The fastest existing AirPort wireless standard, 802.11g, which Apple calls Airport Extreme, has a theoretical maximum of 56 Mbit/s. That should easily accommodate 128 kbit/s audio streams in theory, but in practice, wireless is not that fast. The typical data rate for Airport Extreme is really about half that: 25 Mbit/s; it only achieves that in close range, at full signal. Add any interference, and the top speed quickly drops in half.
Add in other overhead and network traffic, and the AirPort streaming audio system starts to struggle to maintain flawless playback of audio, despite its rated data transmission speed. If the fastest wireless system struggles to play back 128 kbit/s audio, it's not hard to figure out why Apple hasn't yet released video wireless distribution.

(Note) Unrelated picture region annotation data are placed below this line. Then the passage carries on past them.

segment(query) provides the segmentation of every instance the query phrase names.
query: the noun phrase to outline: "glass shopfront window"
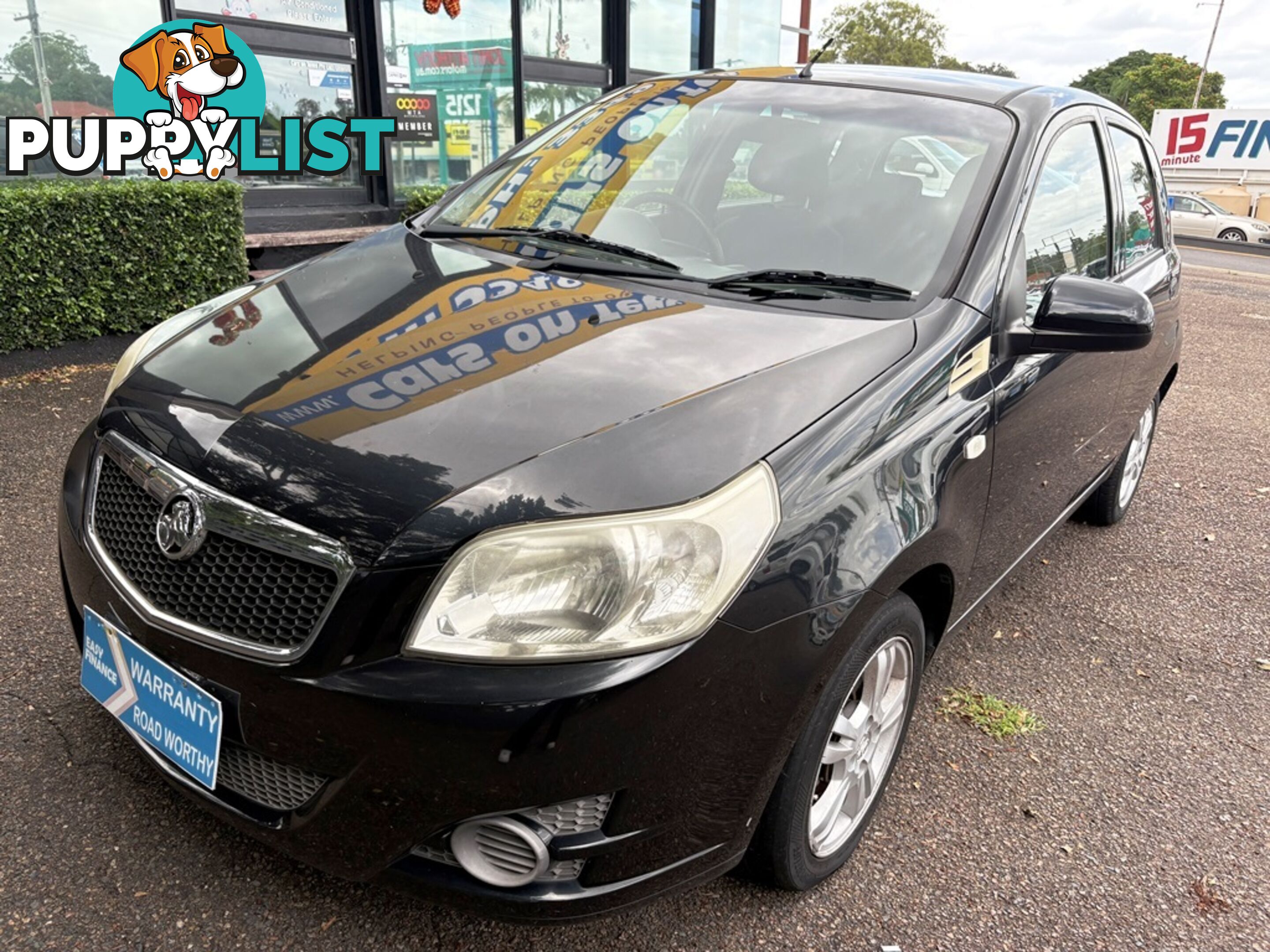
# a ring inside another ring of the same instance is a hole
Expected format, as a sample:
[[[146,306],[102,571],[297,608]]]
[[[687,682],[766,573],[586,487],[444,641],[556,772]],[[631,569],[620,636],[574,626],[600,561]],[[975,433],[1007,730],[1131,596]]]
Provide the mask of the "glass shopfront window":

Will they soon?
It appears likely. Apple is apparently making progress on a couple fronts. First, Apple has made a year's progress in refining their implementation of H.264 video compression. Further, newer decoding chipsets are available to efficiently decompress video streams for a new video enabled AirPort Express. The real jump will come when the much faster 802.11n wireless standard is finalized, but that's not slated to happen unit next year.
Wireless video is simply a big technology hurdle. Here's a look at how video bandwidth numbers compare to audio.
The Big Picture
Standard DVD video is already compressed, using MPEG 2, but is still seven times larger than uncompressed CD audio data.
In order to deliver DVD quality video as a web download, it needs far better compression than MPEG 2 can provide.
The newer H.264 (aka AVC, and part of the MPEG 4 specification) can compress the same video to half the size of the older MPEG 2 DVD standard, but at around 5000 kbits/s, it’s still far too big for practical and efficient downloading.
Further compromise has to be made in quality to arrive at a video size that can accommodate the download, portable, and wireless distribution market that Apple is targeting with the iTMS.
The Long and Short of It
Apple’s existing TV quality videos require around five times as much bandwidth (data/sec) as an audio only download (128 kbit/s vs ~600 kbit/s), but are still a tiny fraction of what DVD quality video would demand.
Another factor to consider is that, while music downloads are generally around five minutes, movies are commonly around 90 minutes, or 20 times longer than songs.
That makes even TV quality movie downloads 100 times larger than the typical music download!
DVD quality movie downloads, even with advanced H.264 compression, would be around 800 times larger.
The price targets for movie downloads are around $10-15; thats only ten times as much as a single song, despite the fact that movies demand 100 times greater bandwidth and, of course, associated operating expenses.
Case of the Missing Profit
It's useful to note that Apple, despite being the clear leader in selling downloadable music and TV, is only reporting minimal profits for iTMS. If Apple can't make fat profits selling five minute songs for a dollar, how will they make more money selling 90 minute movies that are 100 times bigger for just $10? Clearly, Apple sees iTMS content as the lubricant to sell iPods and accessories, not a huge cash cow in itself.
Exploring Apple's motivation for running the iTMS helps explain why Apple doesn't have to be all that worried about being number one in media downloads. In fact, the primary reason Apple is leading the download media market is because few others have a good reason to enter the high risk, low profit market.